DataMapper Reaches 1.0 Milestone
DataMapper, an Object Relational Mapper (ORM) for Ruby, arrived at a milestone recently reaching 1.0 status. The release, announced during RailsConf 2010, and coinciding with Dirkjan Bussink's presentation at the conference on the subject.
DataMapper (DM) has been a community project maturing for the past couple of years. DM offers and ORM which is fast, thread-safe and feature rich. InfoQ had the opportunity to speak with Dan Kubb, lead developer on the DataMapper project.
DataMapper was released as version 1.0, a significant leap from the previous release of 0.10. Dan offered some insight about this milestone:
The choice to go with 1.0 was pretty difficult. On one hand you want 1.0 to be perfect and done, but on the other hand you realize no software is every finished nor perfect, and you use other criteria to make the decision. In our case, we decided that 1.0 meant that the API was stable meaning that there aren't any planned changes for the public API that everyone uses, and the "semipublic" API that plugin authors use. There may be additions, but the main thing is that code written to work with the 1.0 API should work with only minor changes until 2.0 is released. When DM was new (just over 2 years ago), the API was in constant flux, but over the last 6-12 months things have settled down and we are really happy with how the API works now.

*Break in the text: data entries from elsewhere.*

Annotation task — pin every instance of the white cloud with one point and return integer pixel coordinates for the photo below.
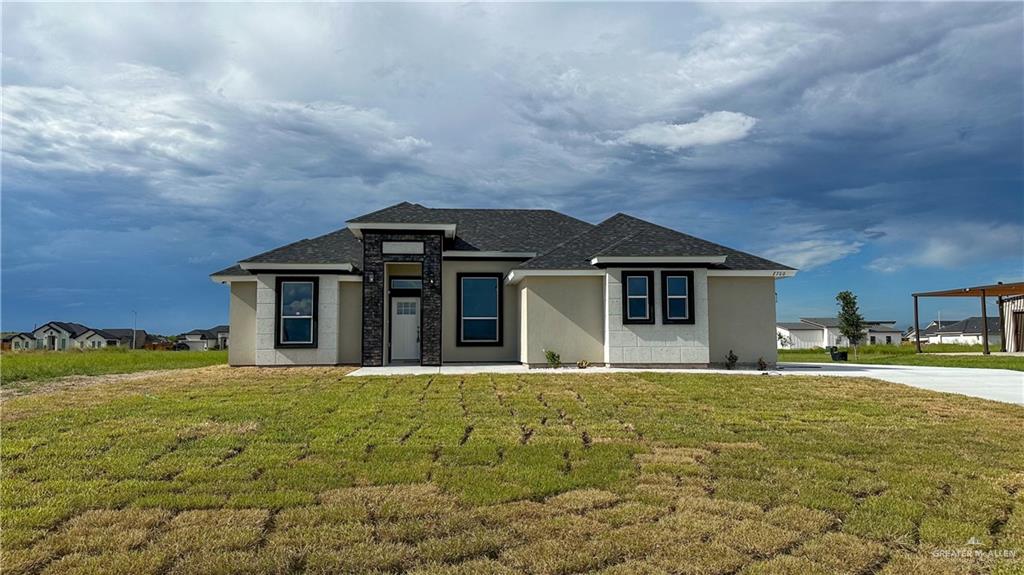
(809, 254)
(711, 129)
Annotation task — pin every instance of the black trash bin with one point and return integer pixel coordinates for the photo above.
(838, 355)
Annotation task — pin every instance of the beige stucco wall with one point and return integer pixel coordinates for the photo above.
(242, 316)
(741, 317)
(350, 322)
(563, 314)
(509, 350)
(658, 343)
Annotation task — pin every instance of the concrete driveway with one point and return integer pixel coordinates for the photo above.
(998, 385)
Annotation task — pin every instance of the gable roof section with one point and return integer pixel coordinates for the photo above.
(796, 325)
(623, 236)
(75, 329)
(486, 229)
(334, 248)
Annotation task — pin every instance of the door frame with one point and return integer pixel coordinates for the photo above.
(390, 333)
(418, 294)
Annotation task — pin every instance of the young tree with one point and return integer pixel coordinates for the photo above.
(851, 323)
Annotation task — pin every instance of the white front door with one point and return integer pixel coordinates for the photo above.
(404, 328)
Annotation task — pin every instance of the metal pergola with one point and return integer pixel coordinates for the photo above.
(997, 291)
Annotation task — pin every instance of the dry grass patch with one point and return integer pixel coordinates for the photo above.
(303, 471)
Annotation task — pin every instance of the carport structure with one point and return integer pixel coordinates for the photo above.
(997, 291)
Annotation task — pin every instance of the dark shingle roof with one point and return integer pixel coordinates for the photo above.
(75, 329)
(971, 325)
(623, 235)
(561, 241)
(487, 229)
(337, 247)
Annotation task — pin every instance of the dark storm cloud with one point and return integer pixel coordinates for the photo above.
(180, 138)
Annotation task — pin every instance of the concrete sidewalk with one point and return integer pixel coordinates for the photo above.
(997, 385)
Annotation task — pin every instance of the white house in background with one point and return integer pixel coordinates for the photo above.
(823, 333)
(58, 336)
(929, 329)
(17, 342)
(968, 332)
(204, 340)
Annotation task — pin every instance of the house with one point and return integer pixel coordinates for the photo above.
(203, 340)
(423, 285)
(17, 342)
(823, 333)
(126, 337)
(58, 336)
(929, 329)
(967, 332)
(1012, 312)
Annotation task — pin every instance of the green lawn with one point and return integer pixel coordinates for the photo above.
(304, 471)
(906, 355)
(39, 365)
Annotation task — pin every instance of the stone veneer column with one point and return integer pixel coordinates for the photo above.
(374, 294)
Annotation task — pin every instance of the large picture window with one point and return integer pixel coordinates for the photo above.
(677, 297)
(479, 308)
(296, 325)
(638, 297)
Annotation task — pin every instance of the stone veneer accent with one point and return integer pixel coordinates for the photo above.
(656, 343)
(374, 295)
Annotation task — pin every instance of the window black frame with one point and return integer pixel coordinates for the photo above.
(499, 277)
(649, 275)
(278, 344)
(689, 298)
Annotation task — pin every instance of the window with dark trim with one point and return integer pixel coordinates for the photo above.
(479, 309)
(638, 297)
(295, 324)
(677, 297)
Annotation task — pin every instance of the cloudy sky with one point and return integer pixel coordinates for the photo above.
(878, 147)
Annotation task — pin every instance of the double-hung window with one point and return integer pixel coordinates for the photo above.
(479, 308)
(677, 297)
(296, 325)
(638, 297)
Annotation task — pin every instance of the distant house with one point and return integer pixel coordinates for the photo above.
(58, 336)
(929, 330)
(17, 342)
(123, 336)
(203, 340)
(967, 332)
(823, 333)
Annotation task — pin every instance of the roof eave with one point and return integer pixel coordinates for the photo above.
(357, 227)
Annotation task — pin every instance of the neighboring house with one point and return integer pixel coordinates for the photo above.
(123, 336)
(95, 339)
(58, 336)
(929, 329)
(421, 285)
(17, 342)
(203, 340)
(1012, 311)
(823, 333)
(968, 332)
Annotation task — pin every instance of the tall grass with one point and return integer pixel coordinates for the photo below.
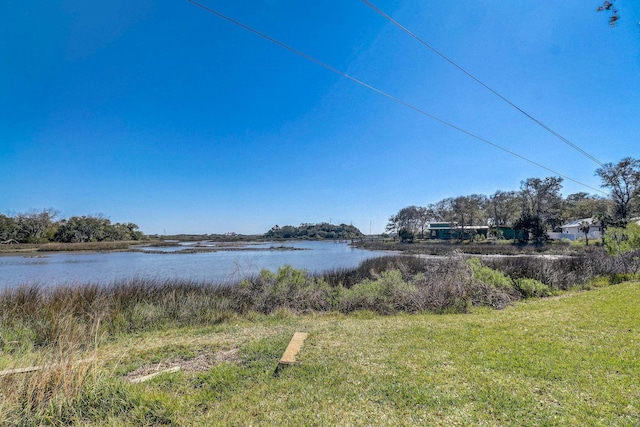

In reality DataMapper 1.0 is probably where most Ruby open source projects are when they hit version 2.0 or 3.0. We have a tremendously active community behind DM, with about 150 DM related gems and over a thousand developers who have committed to one or more of those gems. There are about 40 adapters that allow DM to use different storage engines to persist the data. We've got the usual RDBMS adapters you'd expect, NoSQL systems and even some web services like Salesforce.
DataMapper's design allows us to decouple a lot of the storage concerns from the front-end API that you interact with. It provides some basic predicates for matching objects, but adapter authors are free to implement all or some of those that make sense to the storage engine. Most of the official DM plugins make no particular assumptions about the storage engine and should work across the board with all the adapters.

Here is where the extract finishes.